Jane was a woman of philosophies. She always had a phrase to use against you , or to help you. She always knew what to say and when to say it. She angered as the Irish blood boiled in her and stood up against the world if she needed to. She spoke a lot of her father and all the hard lessons she had learned from his hands and his words. Her days in that wheel chair seemed to have taken something from her but she just continued to give, as she still cooked and cleaned and still made sure to teach me a life lesson or two a day. We read to one another and she encouraged me to write and dared me never to give up on me.
Even the time I spent with Timothy home became lessons to help me along, and it began to feel like they were trying to leave behind the words that were missing in my life. The older I got the more my freedom was touched and the more I touched it the more I wanted. They would not allow me to enslave myself to their needs but I always felt guilty when I went away. Timothy used to tell me that I would get older and forget about them old people. I swore to him I never would. Eventually life took me far away from them, and as I was messing up my life, quitting school, getting married just to have a child and separate from the man I married to raise my boy alone, they passed.

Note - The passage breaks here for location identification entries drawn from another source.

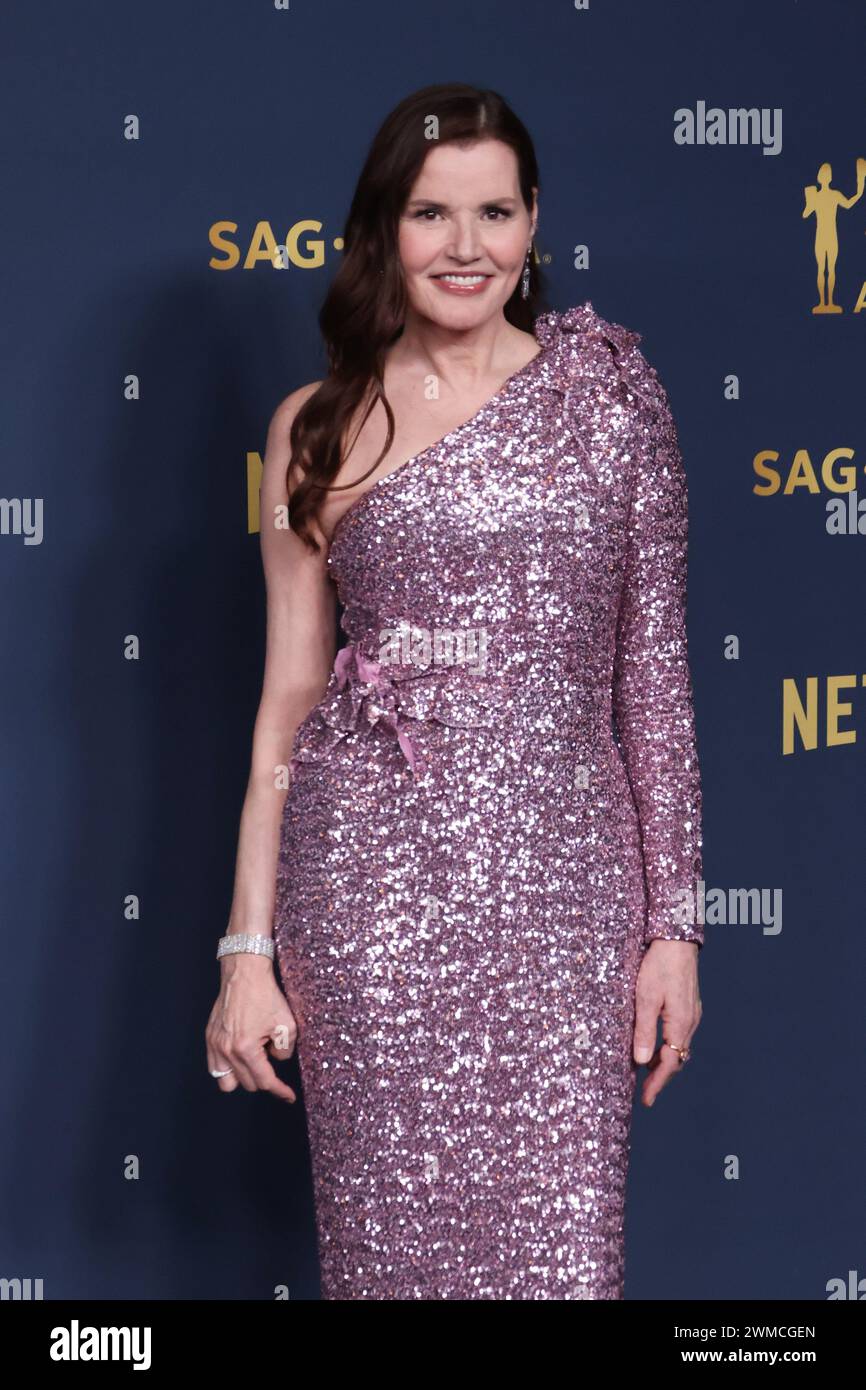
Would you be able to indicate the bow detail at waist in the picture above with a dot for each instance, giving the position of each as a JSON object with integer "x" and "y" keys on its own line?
{"x": 363, "y": 694}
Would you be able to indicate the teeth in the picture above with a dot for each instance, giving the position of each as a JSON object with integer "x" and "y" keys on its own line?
{"x": 462, "y": 280}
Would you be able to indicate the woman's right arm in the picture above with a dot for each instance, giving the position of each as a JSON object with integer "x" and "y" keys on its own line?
{"x": 299, "y": 658}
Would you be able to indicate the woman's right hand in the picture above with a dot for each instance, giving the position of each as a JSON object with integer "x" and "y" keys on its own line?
{"x": 250, "y": 1019}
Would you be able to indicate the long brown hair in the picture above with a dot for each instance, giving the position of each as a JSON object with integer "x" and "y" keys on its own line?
{"x": 364, "y": 307}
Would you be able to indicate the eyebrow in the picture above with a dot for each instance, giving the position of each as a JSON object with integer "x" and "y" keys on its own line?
{"x": 431, "y": 202}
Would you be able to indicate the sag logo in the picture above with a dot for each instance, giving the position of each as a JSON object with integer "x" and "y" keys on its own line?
{"x": 298, "y": 249}
{"x": 822, "y": 203}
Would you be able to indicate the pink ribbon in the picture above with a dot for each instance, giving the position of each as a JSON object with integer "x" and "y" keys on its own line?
{"x": 370, "y": 673}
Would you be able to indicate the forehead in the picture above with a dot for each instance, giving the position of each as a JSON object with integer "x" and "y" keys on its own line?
{"x": 485, "y": 168}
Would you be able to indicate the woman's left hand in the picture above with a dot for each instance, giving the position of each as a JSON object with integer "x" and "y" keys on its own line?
{"x": 666, "y": 988}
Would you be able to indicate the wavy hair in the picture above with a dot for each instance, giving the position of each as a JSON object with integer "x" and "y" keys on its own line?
{"x": 364, "y": 309}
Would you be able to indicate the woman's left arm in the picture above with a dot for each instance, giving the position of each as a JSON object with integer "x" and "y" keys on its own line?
{"x": 652, "y": 702}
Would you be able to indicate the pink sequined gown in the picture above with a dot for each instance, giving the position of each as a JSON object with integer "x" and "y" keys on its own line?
{"x": 470, "y": 862}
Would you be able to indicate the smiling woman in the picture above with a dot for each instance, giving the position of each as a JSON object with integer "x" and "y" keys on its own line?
{"x": 467, "y": 872}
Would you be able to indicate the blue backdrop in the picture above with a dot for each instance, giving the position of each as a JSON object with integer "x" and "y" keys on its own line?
{"x": 136, "y": 516}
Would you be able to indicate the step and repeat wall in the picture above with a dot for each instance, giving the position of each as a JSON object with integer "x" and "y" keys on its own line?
{"x": 177, "y": 184}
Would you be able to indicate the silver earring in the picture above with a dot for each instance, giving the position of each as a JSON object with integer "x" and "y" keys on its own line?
{"x": 524, "y": 287}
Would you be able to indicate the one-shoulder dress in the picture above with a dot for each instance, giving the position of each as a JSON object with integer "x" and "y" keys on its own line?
{"x": 492, "y": 811}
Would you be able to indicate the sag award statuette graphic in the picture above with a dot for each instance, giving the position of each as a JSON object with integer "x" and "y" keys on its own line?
{"x": 822, "y": 202}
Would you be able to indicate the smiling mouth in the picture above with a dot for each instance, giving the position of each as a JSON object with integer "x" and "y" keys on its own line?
{"x": 452, "y": 278}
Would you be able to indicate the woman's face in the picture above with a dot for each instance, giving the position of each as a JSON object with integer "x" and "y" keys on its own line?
{"x": 464, "y": 217}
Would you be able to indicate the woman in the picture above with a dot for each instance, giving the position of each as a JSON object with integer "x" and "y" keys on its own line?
{"x": 478, "y": 891}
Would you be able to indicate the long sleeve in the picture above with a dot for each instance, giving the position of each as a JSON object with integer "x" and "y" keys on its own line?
{"x": 652, "y": 687}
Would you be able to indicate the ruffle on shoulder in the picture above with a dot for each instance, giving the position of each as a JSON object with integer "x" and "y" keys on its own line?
{"x": 585, "y": 352}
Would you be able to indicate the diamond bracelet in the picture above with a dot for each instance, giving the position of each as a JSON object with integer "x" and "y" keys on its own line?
{"x": 239, "y": 941}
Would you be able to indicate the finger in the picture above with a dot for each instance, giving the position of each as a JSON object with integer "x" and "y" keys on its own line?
{"x": 662, "y": 1069}
{"x": 217, "y": 1062}
{"x": 266, "y": 1077}
{"x": 282, "y": 1041}
{"x": 645, "y": 1026}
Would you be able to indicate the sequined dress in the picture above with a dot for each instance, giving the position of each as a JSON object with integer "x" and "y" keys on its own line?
{"x": 494, "y": 808}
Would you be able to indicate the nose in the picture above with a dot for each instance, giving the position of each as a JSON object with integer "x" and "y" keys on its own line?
{"x": 466, "y": 241}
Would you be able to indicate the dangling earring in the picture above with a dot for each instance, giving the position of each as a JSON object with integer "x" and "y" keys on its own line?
{"x": 524, "y": 287}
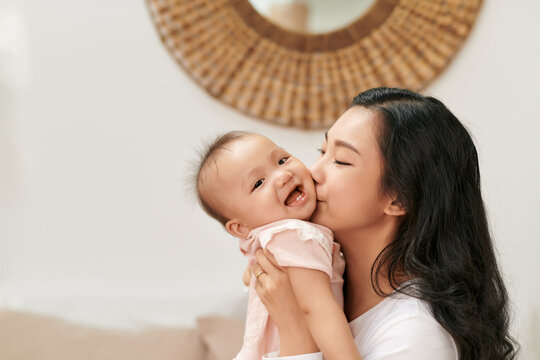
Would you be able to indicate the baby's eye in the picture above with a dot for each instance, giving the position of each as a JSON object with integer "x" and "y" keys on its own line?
{"x": 257, "y": 184}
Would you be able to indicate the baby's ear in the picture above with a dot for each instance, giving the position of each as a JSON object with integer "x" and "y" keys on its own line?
{"x": 236, "y": 228}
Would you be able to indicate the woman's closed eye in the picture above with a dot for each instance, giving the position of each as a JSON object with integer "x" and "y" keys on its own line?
{"x": 257, "y": 184}
{"x": 336, "y": 161}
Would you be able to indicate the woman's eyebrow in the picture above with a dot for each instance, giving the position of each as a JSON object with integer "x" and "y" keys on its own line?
{"x": 342, "y": 143}
{"x": 346, "y": 145}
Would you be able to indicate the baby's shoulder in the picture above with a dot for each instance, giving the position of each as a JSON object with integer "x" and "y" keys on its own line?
{"x": 295, "y": 230}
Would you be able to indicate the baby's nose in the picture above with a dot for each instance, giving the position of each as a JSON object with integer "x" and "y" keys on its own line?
{"x": 283, "y": 178}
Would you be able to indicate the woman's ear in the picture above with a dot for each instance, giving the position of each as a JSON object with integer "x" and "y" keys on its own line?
{"x": 395, "y": 208}
{"x": 237, "y": 228}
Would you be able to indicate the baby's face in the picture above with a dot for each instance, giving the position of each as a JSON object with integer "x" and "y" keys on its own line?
{"x": 262, "y": 183}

In the last seventeen years of my life, I have been evicted again and again trying to stay healthy enough to go to work. I have been homeless, living on camp grounds and in hotel rooms. I have had to have my son sleep in my car and I lost my daughter at her birth. I have been broke for a month at a time starving for nearly a week before I dared to eat because I feared my son would not have enough.
I have been lied to, cheated on, stolen from, and used like an old car. And in these times I have been walked on, I see my siblings all sleeping warmly and fed at night. I see them happy in their family lives, as they drive new cars and wear new close while sending their children off to camps and vacations. My sister is depressed and collecting disability and my brother is all confused and is also collecting for depression.
Now that I have turned my life into a livable and much healthier lifestyle, I know what Timothy meant when he told me to always take care of your mind. “Without your mind, you have nothing.”
He would say this to me so often that I actually lived every single day by those words. Life can kick me all the way to the bottom again and tomorrow it can do it again. I will stand up and move forward because Jane loved me and Timothy guided me in the right direction. I know that all the words Jane said like “tears do not erase mistakes, you need to fix them yourself and than if you please you may cry.”
I held on to all of it. So as right as they were about everything they ever taught me, they were wrong when they said I would forget them. I became a combination of the two and never picking up a four leave clover as I struggle through my guilt of not being there in the end, I work nights and am writing my way through life with them as my angels. I love you both very much and still have not forgotten.